If All The Oil Reserves of Saudi Arab & Iran Put jointly
These Are just about 375 Billion Barrels,
But
A Single Thar Coal Reserve of  Sindh is about 850 Trillion Cubic Feet,
Which is additional Than Oil Reserves Of Saudi & Iran.

These assets estimated at 850 trillion cubic feet (TCF) of gas, about 30 times higher thanPakistan ‘s established gas reserves of 28 TCF.

Dr Murtaza Mughal president of Pakistan Economy Watch in a declaration said that these reserves of coal worth USD 25 trillion can not only cater the electricity supplies of the country for next 100 years but also save just about four billion dollars in staggering oil import bill.

Just 2% usage of Thar Coal Reserve Can Produce 20,000 Mega Watts of Electricity for next 40Years, without any single Second of Load cracking.
and if the whole reserves are utilized, then it could effortlessly be probable how much energy could be generated.

The coal power generation would cost Pakistan PK.R 5.67 per unit while power generated by Independent Power Projects cost PK.R 9.27.

It Requires Just original 420 Billion Rupees original Investment,
Whereas Pakistan Receives once a year 1220 Billion from Tax Only.

Chinese and other companies had not only approved out surveys and feasibilities of this project but also obtainable 100 percent savings in last 7 to 8 years but the “Petroleum Gang always dispirited them in a very methodical way.

But Petroleum lobby , is very strapping in Pakistan and they are against any other means of power generation excluding for the imported oil.

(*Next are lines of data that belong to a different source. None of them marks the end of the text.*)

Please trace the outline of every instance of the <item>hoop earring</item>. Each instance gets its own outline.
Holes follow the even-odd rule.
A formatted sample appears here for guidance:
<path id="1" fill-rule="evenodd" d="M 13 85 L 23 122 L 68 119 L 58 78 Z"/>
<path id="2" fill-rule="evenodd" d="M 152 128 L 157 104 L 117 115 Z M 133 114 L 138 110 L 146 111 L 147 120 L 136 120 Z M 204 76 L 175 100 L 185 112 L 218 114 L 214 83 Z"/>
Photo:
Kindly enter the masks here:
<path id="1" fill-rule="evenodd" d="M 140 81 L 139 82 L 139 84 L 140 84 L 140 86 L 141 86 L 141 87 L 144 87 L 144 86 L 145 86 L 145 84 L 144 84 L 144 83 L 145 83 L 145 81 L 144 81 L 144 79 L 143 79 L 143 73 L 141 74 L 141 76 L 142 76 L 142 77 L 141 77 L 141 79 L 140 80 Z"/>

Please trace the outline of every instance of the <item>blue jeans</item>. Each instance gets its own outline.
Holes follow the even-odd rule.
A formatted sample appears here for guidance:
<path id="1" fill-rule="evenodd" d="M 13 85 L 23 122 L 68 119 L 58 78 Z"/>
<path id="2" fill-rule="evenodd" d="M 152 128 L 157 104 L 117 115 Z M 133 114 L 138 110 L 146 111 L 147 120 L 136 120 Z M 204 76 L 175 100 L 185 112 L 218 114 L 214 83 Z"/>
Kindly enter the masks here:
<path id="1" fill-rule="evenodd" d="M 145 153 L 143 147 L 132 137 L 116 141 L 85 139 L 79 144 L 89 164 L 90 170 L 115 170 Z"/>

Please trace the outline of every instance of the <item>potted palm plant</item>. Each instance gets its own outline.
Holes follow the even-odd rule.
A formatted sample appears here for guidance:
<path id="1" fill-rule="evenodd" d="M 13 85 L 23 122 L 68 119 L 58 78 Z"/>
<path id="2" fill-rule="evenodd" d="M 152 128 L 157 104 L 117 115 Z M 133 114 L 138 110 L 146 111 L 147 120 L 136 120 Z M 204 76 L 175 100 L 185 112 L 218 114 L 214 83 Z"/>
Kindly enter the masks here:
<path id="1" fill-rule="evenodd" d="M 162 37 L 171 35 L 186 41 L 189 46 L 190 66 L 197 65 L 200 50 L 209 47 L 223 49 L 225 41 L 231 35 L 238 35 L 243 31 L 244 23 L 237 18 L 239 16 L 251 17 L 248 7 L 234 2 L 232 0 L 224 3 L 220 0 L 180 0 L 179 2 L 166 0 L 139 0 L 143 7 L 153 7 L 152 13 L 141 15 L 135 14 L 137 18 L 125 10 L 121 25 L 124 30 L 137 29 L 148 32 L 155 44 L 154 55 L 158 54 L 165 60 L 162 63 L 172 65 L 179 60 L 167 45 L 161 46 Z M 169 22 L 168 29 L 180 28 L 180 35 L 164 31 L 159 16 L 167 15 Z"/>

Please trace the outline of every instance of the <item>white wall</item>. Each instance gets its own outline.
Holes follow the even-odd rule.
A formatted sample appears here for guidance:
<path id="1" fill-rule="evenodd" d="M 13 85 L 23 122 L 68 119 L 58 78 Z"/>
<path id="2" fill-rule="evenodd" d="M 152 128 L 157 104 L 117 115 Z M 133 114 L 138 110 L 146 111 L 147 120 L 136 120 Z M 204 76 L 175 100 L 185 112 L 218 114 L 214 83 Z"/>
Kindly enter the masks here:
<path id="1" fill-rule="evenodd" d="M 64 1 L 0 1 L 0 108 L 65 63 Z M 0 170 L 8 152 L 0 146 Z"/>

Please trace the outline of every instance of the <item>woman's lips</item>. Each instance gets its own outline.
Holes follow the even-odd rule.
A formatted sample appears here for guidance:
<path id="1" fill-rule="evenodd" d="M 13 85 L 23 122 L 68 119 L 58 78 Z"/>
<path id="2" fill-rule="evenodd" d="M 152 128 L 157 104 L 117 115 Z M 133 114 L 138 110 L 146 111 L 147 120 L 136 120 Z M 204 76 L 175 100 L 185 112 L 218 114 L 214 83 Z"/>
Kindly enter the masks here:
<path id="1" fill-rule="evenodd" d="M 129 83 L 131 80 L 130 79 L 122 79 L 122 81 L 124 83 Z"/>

This lobby is major benefactor of the increasing oil bill that is probable above 15 billion dollar this year. Even GOVT. is planning to Sell all these reserve to a company on a very low price.
When Parvez Musharraf was president he gave green signal to embark upon the opening of work on exploiting energy possible of these coal reserves of Thar under a fresh strategy.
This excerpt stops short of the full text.